There are some obvious signs that your little blastocyst has comfortably buried itself in your uterine lining... also known as implantation.
When you’re trying to get pregnant, you are hyper-aware of all possible signs that indicate the good news. However, success can come quite sneakily, as the symptoms of successful implantation – hints of an early pregnancy – could be easily overlooked.
Here, we discuss the symptoms of successful implantation which you should be aware of. But first…
What is implantation?The first step of pregnancy happens when a sperm fertilizes an egg in the fallopian tubes. After that, the cells divide, increasing in number.
Then the fertilised egg goes to the uterus, where it grows until it’s mature enough and becomes a blastocyst.
The blastocyst then burrows and embeds itself into the uterine tissue: and this is known as implantation.
In fact, implantation happens quite close to when you would normally get your period. So it’s easy to confuse the symptoms of successful implantation with regular premenstrual signs.
Worry not, mums-to-be: we’re here to clarify things, from symptoms of successful implantation, and how to differentiate these from regular period signs.
Symptoms of successful implantationGenerally, the symptoms of successful implantation are as follows:
- Cramps: While the blastocyst implants itself, you might sense some cramps or discomfort (again, you might also not suffer during implantation as every woman is different). These cramps happen as the blastocyst digs into the uterine wall. Unlike pre-period cramps, these are milder and will last only a day or two at the most. These cramps will occur along with, or just before implantation bleeding.
- Spotting: Implantation bleeding, otherwise known as spotting, is another early sign of pregnancy. You’ll experience this around 10 to 14 days following conception – which is around when you get your period.
How can I differentiate between implantation bleeding, or spotting and my periods?Implantation bleeding is different to menstrual bleeding in a few ways because it clearly:
- has a different colour. Menstrual blood is usually a dark red. Implantation bleeding, on the other hand, is usually pale pink to rust-brown.
- doesn’t clot. Unlike menstrual bleeding, implantation bleeding definitely doesn’t come with any clots.
- is much shorter than usual menstruation. Normal menstruation lasts between three to seven days.Implantation bleeding takes much less time, and can last from a few hours to three whole days.
- isn’t as heavy as menstruation. Menstruation tends to make sanitary pads and tampons full, but implantation bleeding isn’t as intense. The word bleeding itself is a misnomer because implantation “bleeding” is usually a slight pinkish or brownish discharge that you might see when you wipe. At worst, it might barely stain a pantyliner.
Other symptoms of successful implantationImplantation is, in other words, a confirmation of your pregnancy. The cramps and spotting are symptoms of successful implantation, but also early signs of pregnancy.

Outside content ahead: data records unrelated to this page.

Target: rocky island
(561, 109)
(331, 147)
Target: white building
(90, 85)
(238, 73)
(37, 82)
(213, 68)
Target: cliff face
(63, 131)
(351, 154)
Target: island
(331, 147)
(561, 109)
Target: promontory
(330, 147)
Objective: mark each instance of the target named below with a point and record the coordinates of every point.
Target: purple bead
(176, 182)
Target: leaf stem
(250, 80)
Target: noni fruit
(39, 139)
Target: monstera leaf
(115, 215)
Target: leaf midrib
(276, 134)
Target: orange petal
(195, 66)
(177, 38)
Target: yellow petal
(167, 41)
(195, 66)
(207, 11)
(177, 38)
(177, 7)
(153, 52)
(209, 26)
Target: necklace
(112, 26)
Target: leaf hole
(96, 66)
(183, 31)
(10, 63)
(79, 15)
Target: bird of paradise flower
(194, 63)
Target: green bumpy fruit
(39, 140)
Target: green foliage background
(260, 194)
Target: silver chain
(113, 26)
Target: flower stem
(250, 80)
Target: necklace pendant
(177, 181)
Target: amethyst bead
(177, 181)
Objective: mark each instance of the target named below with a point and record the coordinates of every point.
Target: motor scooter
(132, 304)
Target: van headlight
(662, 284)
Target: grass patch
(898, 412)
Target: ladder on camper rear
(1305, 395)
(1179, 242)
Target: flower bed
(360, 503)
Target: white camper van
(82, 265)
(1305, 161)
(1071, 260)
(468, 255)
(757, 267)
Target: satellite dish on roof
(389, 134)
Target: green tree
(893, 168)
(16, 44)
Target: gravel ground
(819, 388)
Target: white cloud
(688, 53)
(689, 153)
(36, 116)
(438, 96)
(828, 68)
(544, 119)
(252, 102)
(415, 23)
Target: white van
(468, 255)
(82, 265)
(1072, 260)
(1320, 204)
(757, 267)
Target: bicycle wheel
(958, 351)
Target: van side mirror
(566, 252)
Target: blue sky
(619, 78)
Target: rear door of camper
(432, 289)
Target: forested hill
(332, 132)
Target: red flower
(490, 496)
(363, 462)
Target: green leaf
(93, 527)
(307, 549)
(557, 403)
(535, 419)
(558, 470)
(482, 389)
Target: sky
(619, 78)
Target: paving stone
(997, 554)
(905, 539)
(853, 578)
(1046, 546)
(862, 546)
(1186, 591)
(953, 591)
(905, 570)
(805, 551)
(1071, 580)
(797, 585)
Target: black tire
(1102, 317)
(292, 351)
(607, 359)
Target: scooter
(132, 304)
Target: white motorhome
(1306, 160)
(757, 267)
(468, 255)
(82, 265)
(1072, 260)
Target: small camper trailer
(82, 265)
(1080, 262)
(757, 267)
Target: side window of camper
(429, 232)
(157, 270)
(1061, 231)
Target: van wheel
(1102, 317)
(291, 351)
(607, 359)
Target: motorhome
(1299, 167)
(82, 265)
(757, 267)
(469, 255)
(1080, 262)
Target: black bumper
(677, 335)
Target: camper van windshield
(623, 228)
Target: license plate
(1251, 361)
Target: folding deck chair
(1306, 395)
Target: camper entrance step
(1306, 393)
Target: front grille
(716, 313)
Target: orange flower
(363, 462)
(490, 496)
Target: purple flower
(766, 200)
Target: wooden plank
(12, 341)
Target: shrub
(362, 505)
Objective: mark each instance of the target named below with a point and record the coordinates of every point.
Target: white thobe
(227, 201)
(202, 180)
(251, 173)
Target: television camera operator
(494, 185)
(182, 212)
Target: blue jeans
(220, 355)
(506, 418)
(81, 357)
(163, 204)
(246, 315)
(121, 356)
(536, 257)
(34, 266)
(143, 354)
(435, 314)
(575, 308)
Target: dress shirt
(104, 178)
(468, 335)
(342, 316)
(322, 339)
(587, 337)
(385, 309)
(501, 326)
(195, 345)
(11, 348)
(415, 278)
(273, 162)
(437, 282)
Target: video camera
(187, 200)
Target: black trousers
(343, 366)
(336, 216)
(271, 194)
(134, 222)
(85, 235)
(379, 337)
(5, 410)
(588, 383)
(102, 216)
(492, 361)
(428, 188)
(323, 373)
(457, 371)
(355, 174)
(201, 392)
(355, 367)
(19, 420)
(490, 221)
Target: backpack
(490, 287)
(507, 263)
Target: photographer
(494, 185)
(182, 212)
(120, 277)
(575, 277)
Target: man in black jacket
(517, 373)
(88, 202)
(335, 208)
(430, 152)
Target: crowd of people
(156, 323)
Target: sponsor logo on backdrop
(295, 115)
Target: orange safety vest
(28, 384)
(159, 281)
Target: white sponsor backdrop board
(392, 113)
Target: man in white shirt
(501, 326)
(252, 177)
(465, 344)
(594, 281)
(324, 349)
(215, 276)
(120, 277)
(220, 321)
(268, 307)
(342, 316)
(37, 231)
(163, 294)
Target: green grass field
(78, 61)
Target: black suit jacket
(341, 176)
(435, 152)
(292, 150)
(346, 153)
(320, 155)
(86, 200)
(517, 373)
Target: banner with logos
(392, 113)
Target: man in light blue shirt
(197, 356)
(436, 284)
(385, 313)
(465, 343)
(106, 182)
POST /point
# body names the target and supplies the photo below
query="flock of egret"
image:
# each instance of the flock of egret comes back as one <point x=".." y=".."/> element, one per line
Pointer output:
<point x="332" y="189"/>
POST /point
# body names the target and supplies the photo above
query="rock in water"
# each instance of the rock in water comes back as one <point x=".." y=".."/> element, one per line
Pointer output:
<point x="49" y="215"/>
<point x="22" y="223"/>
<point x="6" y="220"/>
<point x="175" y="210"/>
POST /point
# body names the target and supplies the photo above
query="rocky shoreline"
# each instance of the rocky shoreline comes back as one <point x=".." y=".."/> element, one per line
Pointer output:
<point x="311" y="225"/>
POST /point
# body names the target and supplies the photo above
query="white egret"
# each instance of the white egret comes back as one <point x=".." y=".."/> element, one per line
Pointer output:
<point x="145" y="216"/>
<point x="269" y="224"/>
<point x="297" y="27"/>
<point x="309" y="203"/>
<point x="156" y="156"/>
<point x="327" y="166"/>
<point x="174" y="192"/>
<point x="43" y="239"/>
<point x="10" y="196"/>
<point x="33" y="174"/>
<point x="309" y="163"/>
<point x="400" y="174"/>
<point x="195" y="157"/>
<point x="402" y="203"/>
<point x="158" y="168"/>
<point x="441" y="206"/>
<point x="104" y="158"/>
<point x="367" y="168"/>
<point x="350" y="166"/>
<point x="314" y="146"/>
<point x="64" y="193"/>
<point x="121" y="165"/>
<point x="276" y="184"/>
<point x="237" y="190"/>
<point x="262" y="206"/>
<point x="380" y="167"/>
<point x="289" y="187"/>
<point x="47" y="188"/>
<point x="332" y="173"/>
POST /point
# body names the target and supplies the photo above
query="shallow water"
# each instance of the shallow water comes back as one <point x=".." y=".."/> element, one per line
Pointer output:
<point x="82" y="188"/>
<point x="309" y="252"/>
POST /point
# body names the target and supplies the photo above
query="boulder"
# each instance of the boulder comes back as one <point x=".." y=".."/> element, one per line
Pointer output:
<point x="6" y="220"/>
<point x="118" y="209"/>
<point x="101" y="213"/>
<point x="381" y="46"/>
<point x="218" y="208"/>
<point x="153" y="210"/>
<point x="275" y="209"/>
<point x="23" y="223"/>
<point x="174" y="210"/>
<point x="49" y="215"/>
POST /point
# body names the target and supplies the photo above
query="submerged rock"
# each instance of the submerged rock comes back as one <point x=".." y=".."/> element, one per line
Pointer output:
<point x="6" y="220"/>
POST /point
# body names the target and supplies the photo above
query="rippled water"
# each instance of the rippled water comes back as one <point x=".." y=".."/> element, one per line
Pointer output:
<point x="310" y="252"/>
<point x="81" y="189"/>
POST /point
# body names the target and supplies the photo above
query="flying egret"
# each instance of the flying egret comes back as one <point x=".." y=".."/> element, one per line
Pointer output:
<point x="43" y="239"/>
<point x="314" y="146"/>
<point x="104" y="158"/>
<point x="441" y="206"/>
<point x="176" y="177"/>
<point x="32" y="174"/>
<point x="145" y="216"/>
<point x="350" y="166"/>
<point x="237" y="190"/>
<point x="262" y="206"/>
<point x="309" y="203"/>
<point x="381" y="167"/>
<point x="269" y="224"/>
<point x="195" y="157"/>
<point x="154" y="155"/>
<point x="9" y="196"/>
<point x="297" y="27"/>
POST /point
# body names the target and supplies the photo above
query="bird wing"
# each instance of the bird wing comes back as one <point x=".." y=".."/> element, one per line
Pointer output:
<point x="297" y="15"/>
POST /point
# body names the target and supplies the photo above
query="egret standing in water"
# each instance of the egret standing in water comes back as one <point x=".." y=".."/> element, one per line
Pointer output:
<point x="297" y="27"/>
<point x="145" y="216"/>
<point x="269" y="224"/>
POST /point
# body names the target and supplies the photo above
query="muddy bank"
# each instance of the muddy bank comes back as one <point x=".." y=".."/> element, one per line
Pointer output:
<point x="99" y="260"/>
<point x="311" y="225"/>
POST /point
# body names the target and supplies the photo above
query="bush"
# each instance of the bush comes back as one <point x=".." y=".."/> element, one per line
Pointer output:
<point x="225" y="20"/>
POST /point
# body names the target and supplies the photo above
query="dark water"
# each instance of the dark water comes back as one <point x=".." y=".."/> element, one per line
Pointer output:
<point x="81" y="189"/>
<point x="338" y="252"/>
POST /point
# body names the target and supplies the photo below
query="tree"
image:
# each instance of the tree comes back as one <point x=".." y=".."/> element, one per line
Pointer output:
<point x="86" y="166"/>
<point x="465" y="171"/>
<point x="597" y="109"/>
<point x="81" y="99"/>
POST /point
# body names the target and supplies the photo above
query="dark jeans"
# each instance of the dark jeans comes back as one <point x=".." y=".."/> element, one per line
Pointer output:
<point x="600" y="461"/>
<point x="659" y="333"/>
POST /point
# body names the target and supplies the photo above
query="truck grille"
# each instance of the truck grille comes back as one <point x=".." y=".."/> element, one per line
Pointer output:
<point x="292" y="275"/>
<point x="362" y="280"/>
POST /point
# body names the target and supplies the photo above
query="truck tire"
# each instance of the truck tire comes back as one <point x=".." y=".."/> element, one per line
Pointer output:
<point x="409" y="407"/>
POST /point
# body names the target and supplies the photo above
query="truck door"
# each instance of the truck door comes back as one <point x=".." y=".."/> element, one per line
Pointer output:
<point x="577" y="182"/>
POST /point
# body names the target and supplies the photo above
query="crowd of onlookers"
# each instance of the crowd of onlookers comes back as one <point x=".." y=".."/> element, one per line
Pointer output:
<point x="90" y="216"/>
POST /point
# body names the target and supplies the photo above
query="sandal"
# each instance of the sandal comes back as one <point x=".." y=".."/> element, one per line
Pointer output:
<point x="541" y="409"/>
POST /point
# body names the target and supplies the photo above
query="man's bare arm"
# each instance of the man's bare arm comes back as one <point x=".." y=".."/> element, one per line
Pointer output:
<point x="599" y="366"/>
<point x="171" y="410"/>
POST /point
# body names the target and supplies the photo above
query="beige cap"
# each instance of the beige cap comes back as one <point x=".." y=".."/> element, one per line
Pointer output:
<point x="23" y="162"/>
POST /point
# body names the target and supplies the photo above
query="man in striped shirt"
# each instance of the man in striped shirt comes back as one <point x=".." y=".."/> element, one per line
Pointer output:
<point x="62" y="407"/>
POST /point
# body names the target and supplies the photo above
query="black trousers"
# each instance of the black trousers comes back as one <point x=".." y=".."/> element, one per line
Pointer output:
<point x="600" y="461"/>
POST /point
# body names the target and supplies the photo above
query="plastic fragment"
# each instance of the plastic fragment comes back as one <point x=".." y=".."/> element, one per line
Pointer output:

Here are some other early signs of pregnancy that you might experience:
- Delayed period. If your period consistently happens every month and suddenly realizes that it’s happening behind schedule, it could mean that you’re pregnant.
- Sensitive breasts. You might notice that your breasts appear swollen or feel sore. This is an early sign of pregnancy and occurs because of changes in hormone secretion.
- Becoming moody. Should you feel emotional compared to your normal self, it could be a sign of early pregnancy. These fluctuations in emotion are caused by hormonal adjustments.
- Avoiding certain foods. Pregnancy comes with increased sensitivity to certain tastes or smells, and is particularly strong when it comes to food.
- Feeling bloated. Although becoming bloated usually happens before your menstrual period, it could also be a pregnancy sign caused by hormonal alterations.
- Blocked Noses. As your hormones change, it could lead to swollen mucous membranes within the nose. Nose bleeds can also occur, too.
- Becoming constipated. Changes to your hormone may also delay your digestive system’s usual pace, leading to indigestion.